If you randomly ask DBAs at a few companies how
they manage their databases, chances are you will get a variety of
answers in return. Some have the DBAs solely focus on the actual
database and its performance; they are hands off of the backend
storage. Some DBAs are very much involved in the SAN architecture and
understand its limitations. Despite these slight variations on the role
of DBA, one concept is common among everyone in
the IT world—uptime. The IT organization commits to the business a
guarantee for the business applications (and databases) to be
available, or up. This commitment is usually referred to as a service
level agreement (SLA).
The “Nines”
When referring to the amount of uptime, or
downtime, people refer to the nines. For example, if your customer
would only allow about 8 hours of downtime a year, this would be
considered three nines (99.9%). In other words, this application has to
be up 99.9% of 365 days. Table 1 shows a list of common nines and their corresponding allowable downtimes per year.

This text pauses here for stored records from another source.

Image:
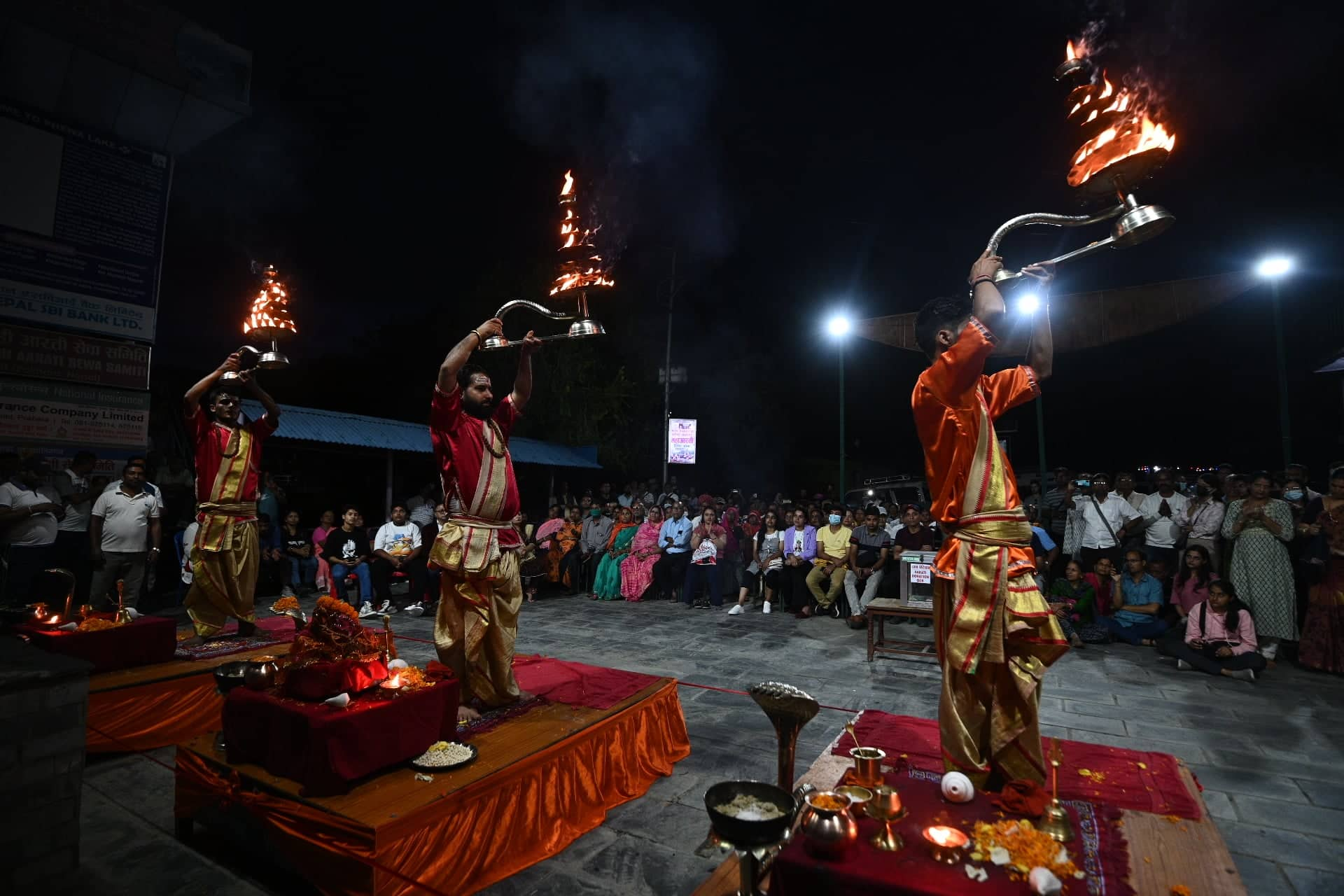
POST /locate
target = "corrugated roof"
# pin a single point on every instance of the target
(335, 428)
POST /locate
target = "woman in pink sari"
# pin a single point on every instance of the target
(638, 567)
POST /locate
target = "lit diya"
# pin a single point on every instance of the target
(945, 844)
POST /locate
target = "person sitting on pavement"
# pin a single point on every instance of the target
(1219, 637)
(1138, 602)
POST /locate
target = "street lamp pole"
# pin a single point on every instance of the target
(1282, 377)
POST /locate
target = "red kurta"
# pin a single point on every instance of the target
(211, 442)
(483, 484)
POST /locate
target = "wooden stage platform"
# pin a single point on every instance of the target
(1158, 859)
(158, 706)
(543, 780)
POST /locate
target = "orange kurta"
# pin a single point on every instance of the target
(993, 629)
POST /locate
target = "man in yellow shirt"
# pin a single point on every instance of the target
(832, 550)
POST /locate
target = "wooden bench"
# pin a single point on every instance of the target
(878, 612)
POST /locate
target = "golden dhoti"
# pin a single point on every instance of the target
(223, 568)
(477, 613)
(996, 636)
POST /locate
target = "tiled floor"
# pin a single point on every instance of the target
(1269, 754)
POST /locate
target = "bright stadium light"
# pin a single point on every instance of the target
(839, 326)
(1275, 266)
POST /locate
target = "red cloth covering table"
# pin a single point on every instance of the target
(146, 641)
(1098, 849)
(326, 748)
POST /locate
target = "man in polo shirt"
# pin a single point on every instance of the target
(122, 526)
(675, 543)
(77, 498)
(870, 546)
(1105, 519)
(29, 517)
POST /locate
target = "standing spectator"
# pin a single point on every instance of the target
(1104, 519)
(124, 533)
(800, 550)
(766, 562)
(71, 548)
(1161, 512)
(597, 532)
(675, 545)
(326, 526)
(1323, 633)
(29, 517)
(830, 564)
(1074, 602)
(638, 567)
(398, 548)
(707, 545)
(299, 551)
(1219, 637)
(870, 548)
(1136, 603)
(347, 551)
(269, 498)
(1202, 522)
(1259, 528)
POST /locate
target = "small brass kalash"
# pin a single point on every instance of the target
(757, 840)
(1121, 148)
(1054, 821)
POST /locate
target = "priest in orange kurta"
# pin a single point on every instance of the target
(993, 630)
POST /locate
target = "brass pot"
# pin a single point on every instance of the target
(828, 833)
(260, 673)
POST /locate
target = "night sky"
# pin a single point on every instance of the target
(401, 167)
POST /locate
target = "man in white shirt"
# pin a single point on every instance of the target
(1104, 517)
(1163, 512)
(29, 517)
(397, 548)
(71, 550)
(124, 532)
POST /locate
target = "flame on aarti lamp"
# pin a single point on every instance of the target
(269, 317)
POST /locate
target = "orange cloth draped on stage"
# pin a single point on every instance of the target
(546, 801)
(150, 716)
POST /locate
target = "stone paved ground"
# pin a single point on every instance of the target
(1269, 754)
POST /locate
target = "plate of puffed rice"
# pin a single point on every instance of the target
(445, 757)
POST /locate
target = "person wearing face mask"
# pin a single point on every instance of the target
(1202, 520)
(832, 552)
(1323, 631)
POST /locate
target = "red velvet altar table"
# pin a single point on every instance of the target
(1164, 850)
(146, 641)
(324, 748)
(542, 780)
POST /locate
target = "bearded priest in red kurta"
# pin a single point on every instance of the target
(993, 630)
(477, 548)
(226, 555)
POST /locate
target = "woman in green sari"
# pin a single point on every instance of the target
(606, 582)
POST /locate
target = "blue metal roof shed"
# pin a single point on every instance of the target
(336, 428)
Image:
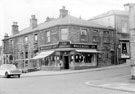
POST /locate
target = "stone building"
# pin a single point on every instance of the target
(118, 20)
(66, 42)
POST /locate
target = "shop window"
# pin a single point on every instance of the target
(64, 34)
(26, 39)
(26, 54)
(124, 49)
(124, 27)
(48, 36)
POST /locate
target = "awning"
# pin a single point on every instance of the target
(43, 54)
(88, 50)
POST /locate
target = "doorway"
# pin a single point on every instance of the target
(66, 62)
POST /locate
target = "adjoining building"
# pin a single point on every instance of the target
(118, 20)
(66, 42)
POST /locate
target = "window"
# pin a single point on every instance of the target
(84, 32)
(36, 37)
(83, 35)
(11, 42)
(26, 39)
(106, 40)
(106, 32)
(48, 36)
(124, 27)
(64, 34)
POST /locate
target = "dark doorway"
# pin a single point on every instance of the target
(66, 62)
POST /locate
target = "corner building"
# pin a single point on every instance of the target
(60, 43)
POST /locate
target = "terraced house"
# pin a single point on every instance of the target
(66, 42)
(119, 20)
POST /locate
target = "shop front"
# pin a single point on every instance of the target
(66, 55)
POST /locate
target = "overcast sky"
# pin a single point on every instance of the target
(21, 10)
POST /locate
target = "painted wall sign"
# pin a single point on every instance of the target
(68, 45)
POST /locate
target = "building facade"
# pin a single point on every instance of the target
(66, 42)
(118, 20)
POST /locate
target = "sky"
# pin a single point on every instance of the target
(21, 10)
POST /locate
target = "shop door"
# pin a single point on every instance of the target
(66, 62)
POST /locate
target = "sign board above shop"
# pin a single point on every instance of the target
(68, 45)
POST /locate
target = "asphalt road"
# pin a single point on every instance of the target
(62, 84)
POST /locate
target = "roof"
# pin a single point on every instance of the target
(68, 20)
(111, 12)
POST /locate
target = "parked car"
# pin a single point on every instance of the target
(8, 70)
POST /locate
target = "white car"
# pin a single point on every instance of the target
(8, 70)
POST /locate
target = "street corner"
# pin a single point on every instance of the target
(127, 85)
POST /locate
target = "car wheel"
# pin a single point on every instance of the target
(6, 75)
(19, 76)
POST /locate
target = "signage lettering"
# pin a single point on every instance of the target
(68, 45)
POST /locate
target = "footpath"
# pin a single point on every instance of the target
(62, 72)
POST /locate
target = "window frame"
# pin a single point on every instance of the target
(36, 37)
(26, 39)
(65, 34)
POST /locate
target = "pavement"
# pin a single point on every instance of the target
(123, 83)
(61, 72)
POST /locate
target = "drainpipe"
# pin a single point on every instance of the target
(132, 37)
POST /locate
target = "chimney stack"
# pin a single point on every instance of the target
(6, 35)
(33, 21)
(63, 12)
(126, 7)
(15, 28)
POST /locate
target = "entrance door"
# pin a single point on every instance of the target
(66, 62)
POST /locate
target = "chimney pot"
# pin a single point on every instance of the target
(63, 12)
(33, 21)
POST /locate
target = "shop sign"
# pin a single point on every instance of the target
(84, 46)
(64, 45)
(68, 45)
(49, 47)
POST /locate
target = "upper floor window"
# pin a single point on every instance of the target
(48, 36)
(124, 27)
(84, 32)
(36, 37)
(11, 42)
(83, 36)
(95, 39)
(64, 34)
(26, 39)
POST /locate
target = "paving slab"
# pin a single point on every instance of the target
(119, 83)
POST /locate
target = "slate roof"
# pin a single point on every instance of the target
(111, 12)
(68, 20)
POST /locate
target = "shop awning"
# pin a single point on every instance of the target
(87, 50)
(43, 54)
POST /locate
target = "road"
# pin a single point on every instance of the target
(62, 84)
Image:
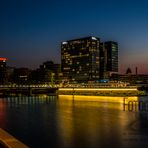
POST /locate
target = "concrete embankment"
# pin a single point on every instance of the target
(8, 141)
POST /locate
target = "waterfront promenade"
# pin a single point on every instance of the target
(70, 90)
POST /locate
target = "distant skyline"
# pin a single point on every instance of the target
(31, 31)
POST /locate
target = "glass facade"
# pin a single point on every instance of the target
(80, 59)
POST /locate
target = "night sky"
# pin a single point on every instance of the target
(31, 31)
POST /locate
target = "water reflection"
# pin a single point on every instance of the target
(79, 121)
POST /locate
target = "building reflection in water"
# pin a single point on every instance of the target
(74, 121)
(93, 121)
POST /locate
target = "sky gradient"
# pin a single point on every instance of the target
(31, 31)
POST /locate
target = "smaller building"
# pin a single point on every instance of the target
(3, 74)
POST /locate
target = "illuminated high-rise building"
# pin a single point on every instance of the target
(110, 58)
(3, 75)
(80, 59)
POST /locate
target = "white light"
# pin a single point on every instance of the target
(93, 38)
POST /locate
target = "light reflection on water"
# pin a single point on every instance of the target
(67, 121)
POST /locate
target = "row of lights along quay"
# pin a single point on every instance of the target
(85, 62)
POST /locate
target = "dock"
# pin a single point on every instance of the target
(8, 141)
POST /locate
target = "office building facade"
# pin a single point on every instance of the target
(110, 58)
(80, 59)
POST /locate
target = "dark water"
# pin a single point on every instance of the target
(66, 122)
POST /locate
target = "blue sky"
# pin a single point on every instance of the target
(31, 30)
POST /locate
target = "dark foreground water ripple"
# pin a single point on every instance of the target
(67, 122)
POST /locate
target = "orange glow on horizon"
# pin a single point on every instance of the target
(3, 59)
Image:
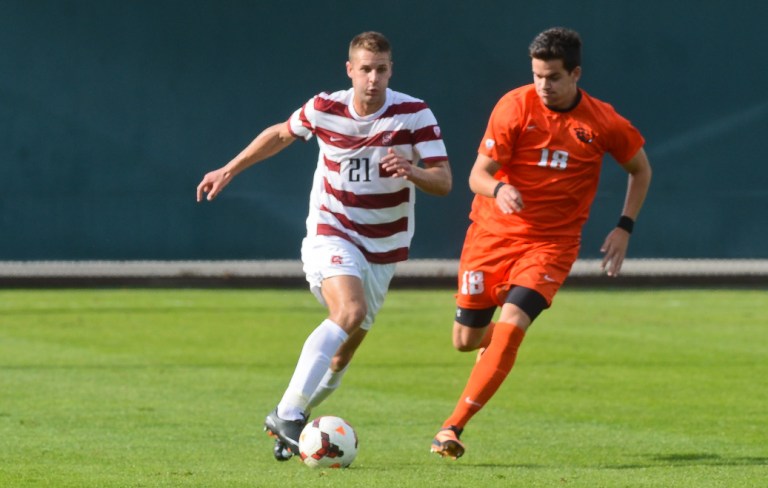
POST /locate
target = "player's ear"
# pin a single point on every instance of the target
(576, 73)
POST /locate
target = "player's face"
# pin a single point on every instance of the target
(554, 84)
(370, 73)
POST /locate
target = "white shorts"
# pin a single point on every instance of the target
(328, 256)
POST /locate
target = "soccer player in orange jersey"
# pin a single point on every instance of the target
(535, 177)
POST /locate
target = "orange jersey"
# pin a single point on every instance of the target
(553, 159)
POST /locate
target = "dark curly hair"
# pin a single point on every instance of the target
(557, 43)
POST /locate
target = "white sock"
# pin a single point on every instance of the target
(328, 385)
(313, 363)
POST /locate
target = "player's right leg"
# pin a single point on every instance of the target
(336, 280)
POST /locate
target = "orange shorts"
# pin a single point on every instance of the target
(491, 265)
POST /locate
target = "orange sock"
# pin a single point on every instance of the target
(489, 373)
(488, 335)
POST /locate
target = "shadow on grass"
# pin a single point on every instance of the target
(693, 459)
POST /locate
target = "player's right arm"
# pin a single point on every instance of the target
(482, 182)
(269, 142)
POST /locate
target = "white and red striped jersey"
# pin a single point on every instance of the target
(352, 197)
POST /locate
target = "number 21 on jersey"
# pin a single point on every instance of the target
(559, 159)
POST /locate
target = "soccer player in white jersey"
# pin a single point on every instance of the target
(361, 218)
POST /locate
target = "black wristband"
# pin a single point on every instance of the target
(498, 187)
(626, 223)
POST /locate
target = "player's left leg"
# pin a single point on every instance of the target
(376, 279)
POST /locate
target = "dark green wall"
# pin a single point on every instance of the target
(111, 112)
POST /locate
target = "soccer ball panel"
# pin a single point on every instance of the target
(328, 442)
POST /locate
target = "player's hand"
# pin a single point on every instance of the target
(614, 249)
(396, 165)
(509, 200)
(213, 183)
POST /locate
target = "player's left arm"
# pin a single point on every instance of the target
(434, 178)
(614, 248)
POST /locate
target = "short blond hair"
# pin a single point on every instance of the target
(372, 41)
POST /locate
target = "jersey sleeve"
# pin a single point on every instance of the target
(302, 122)
(427, 138)
(625, 139)
(501, 132)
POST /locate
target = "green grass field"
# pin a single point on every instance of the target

In general, the more nines you are asked to
provide, the more expensive the solution will be. Most groups in my
travels are three nines, because the cost from this point upward is
substantial.
Other Metrics
When thinking about SLAs, there are other
discussions to have and decisions to make. First, you should think
through the current size of your databases, their expected growth
patterns, and the workloads for these databases. The workload analysis
should include how much transaction log is created during peak times.
The Performance Data Collector feature within SQL Server can help you
capture historical server performance.
Within the topic of uptime, you may hear two
additional metrics used to satisfy SLAs. The first, recovery point
objective (RPO), is how much data can be lost. In the database world,
think of a solution where your disaster recovery plan is to perform log
shipping to a remote server. If you log ship every 5 minutes and your
RPO is 5 minutes, your log shipping will not satisfy this requirement.
Remember that for log shipping, you must also include the time it takes
to file copy the log to the remote server. Thus our RPO would have to
be more than 5 minutes to be satisfied.
The next metric is recovery time objective
(RTO), and it defines how much time is allowed to pass in order for a
restore of the database in case of a complete failure. “Complete
failure,” in this case, means recovering from a backup.
When databases go down,
the outage can be planned or unplanned. Planned outages are usually
known, and the end users expectations are set accordingly. These
outages can occur because of deployment of operating system or database
system patches, upgrades, or migrations. An unplanned downtime is a
failure that occurs generally without warning. It can occur because of
hardware or software failure or user error. Users can cause outages to
database applications by accidently deleting data needed by the
application to function properly. It is a best practice to grant users
the fewest privileges possible. If a user needs to perform specific
action that requires elevated privileges, consider writing the
functionality within a stored procedure, executing the stored procedure
as an administrator and just granting the user EXECUTE
permission on that stored procedure.
Planning an effective recovery plan
ahead of time eases the work necessary to recover from failure. SQL
Server has a number of features that help you architect a highly
available and fault-tolerant solution.